Brännvall M, Mattsson J G, Svärd S G, Kirsebom L A
Biomedical Centre, Uppsala, SE-751 23, Sweden.
J Mol Biol. 1998 Nov 6;283(4):771-83. doi: 10.1006/jmbi.1998.2135.
The function of RNase P RNA depends on its folding in space. A majority of RNase P RNAs from various bacteria show a similar secondary structure to that of Escherichia coli (M1 RNA). However, there are exceptions as exemplified by the RNase P RNA derived from the low GC-content Gram-positive bacteria Bacillus subtilis and Mycoplasma hyopneumoniae (Hyo P RNA). Previous studies using M1 RNA and Hyo P RNA suggest differences both with respect to the kinetics of cleavage as well as to cleavage site recognition. Here we have studied cleavage by these two structurally different RNase P RNAs as a function of changes in the 5' leader and the 3'-terminal CCA motif in the substrate. Our data suggest that the nucleotide at the -2 position in the 5' leader plays a role both for cleavage site recognition and for the rate of cleavage. However, depending on the identity of the -2 residue differences in the cleavage pattern comparing these two types of RNase P RNAs were observed. The results also suggest that the identity of the -1/+73 base-pair in the substrate influences the cleavage site recognition process. These findings will be related to differences in structure comparing these types of RNase P RNAs and the "RCCA-RNase P RNA" interaction. In addition, our findings will be discussed with respect to the primary structure of the tRNA genes in different bacteria.
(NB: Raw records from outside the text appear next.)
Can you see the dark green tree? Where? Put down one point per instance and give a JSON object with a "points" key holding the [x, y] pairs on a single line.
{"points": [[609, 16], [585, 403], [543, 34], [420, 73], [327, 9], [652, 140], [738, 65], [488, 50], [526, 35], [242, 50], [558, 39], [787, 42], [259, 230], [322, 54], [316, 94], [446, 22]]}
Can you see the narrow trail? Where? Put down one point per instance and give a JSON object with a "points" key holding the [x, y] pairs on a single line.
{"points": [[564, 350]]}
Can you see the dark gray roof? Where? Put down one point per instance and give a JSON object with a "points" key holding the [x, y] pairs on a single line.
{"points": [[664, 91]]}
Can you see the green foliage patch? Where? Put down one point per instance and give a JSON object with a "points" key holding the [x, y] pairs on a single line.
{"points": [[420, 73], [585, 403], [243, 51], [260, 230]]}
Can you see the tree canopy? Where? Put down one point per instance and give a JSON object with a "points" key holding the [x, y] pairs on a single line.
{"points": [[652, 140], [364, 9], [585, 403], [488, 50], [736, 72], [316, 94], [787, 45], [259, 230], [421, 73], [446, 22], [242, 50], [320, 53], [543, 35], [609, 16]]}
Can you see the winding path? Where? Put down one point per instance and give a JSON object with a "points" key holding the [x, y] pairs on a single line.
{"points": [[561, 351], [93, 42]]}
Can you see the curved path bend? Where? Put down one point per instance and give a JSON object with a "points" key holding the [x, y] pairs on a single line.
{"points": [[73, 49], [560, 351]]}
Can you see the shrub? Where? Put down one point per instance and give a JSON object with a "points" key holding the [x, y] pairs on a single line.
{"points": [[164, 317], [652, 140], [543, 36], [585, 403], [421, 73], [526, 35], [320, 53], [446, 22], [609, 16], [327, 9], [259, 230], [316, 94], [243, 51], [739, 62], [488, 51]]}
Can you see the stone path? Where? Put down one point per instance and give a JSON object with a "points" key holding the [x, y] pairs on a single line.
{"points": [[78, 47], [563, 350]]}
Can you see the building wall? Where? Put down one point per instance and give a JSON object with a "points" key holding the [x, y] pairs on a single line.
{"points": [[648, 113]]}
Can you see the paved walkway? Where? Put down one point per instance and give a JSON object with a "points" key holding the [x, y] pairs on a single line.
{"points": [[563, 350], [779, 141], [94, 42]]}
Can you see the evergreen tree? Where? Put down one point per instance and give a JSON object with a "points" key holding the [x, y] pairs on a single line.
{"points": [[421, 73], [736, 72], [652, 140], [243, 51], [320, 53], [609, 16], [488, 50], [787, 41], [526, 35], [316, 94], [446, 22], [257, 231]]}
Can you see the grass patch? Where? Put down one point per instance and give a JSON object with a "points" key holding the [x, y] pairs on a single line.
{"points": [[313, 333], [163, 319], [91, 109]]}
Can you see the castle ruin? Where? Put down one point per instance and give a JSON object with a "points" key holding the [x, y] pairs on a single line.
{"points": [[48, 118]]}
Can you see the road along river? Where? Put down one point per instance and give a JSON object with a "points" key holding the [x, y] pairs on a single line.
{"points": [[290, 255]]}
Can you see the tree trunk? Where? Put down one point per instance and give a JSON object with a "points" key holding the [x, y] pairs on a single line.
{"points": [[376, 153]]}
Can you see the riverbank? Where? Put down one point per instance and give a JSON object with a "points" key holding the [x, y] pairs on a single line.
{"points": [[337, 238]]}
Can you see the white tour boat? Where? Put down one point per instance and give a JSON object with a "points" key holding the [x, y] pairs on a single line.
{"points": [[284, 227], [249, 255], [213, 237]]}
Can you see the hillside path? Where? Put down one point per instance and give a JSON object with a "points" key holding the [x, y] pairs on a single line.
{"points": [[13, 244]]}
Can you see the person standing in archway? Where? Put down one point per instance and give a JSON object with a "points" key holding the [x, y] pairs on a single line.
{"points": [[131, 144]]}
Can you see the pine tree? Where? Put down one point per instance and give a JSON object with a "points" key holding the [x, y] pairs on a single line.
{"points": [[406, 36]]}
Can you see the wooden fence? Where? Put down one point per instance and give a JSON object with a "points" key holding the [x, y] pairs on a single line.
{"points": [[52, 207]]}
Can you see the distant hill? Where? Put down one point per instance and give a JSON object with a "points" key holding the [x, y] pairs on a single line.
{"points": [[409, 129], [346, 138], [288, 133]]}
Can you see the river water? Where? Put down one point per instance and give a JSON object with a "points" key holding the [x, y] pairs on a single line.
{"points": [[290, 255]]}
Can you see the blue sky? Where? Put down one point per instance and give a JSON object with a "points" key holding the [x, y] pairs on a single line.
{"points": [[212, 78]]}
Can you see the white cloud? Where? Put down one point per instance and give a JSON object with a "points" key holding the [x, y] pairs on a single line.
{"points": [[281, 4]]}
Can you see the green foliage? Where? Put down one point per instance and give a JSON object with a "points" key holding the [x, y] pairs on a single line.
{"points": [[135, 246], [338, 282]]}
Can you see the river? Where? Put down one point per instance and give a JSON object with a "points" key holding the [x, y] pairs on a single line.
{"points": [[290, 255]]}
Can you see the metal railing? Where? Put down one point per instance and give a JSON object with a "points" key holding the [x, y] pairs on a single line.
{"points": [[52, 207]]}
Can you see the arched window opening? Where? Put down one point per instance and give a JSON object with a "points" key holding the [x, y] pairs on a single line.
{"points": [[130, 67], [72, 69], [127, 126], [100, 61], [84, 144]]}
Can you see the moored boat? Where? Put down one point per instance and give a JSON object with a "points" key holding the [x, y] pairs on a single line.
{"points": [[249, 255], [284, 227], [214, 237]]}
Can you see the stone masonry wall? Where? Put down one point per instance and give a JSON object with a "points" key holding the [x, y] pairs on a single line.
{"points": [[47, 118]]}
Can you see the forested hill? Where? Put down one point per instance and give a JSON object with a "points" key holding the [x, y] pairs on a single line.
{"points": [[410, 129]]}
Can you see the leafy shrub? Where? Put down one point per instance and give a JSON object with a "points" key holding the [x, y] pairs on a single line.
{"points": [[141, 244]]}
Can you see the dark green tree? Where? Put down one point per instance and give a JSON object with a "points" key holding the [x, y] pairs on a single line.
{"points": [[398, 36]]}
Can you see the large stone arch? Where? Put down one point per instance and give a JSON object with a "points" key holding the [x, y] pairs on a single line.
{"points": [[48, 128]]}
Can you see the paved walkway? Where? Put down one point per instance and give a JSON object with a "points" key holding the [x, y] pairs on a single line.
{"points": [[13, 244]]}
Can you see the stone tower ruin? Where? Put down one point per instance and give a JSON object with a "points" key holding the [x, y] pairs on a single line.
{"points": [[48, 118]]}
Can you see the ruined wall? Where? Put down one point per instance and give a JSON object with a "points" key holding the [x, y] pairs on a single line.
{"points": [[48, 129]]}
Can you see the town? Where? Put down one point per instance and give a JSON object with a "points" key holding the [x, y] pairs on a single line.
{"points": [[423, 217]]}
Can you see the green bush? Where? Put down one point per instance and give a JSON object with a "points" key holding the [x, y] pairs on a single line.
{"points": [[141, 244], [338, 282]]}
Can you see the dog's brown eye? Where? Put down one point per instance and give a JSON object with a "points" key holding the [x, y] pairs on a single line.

核糖核酸酶P RNA的功能取决于其在空间中的折叠。来自各种细菌的大多数核糖核酸酶P RNA显示出与大肠杆菌(M1 RNA)相似的二级结构。然而,也有例外,如来自低GC含量革兰氏阳性菌枯草芽孢杆菌和猪肺炎支原体的核糖核酸酶P RNA(Hyo P RNA)。先前使用M1 RNA和Hyo P RNA的研究表明,在切割动力学以及切割位点识别方面都存在差异。在这里,我们研究了这两种结构不同的核糖核酸酶P RNA的切割作用,它是底物中5'前导序列和3'-末端CCA基序变化的函数。我们的数据表明,5'前导序列中-2位置的核苷酸在切割位点识别和切割速率方面都起作用。然而,根据-2残基的身份,观察到比较这两种类型的核糖核酸酶P RNA时切割模式存在差异。结果还表明,底物中-1/+73碱基对的身份会影响切割位点识别过程。这些发现将与比较这些类型的核糖核酸酶P RNA的结构差异以及“RCCA-核糖核酸酶P RNA”相互作用相关。此外,我们将针对不同细菌中tRNA基因的一级结构来讨论我们的发现。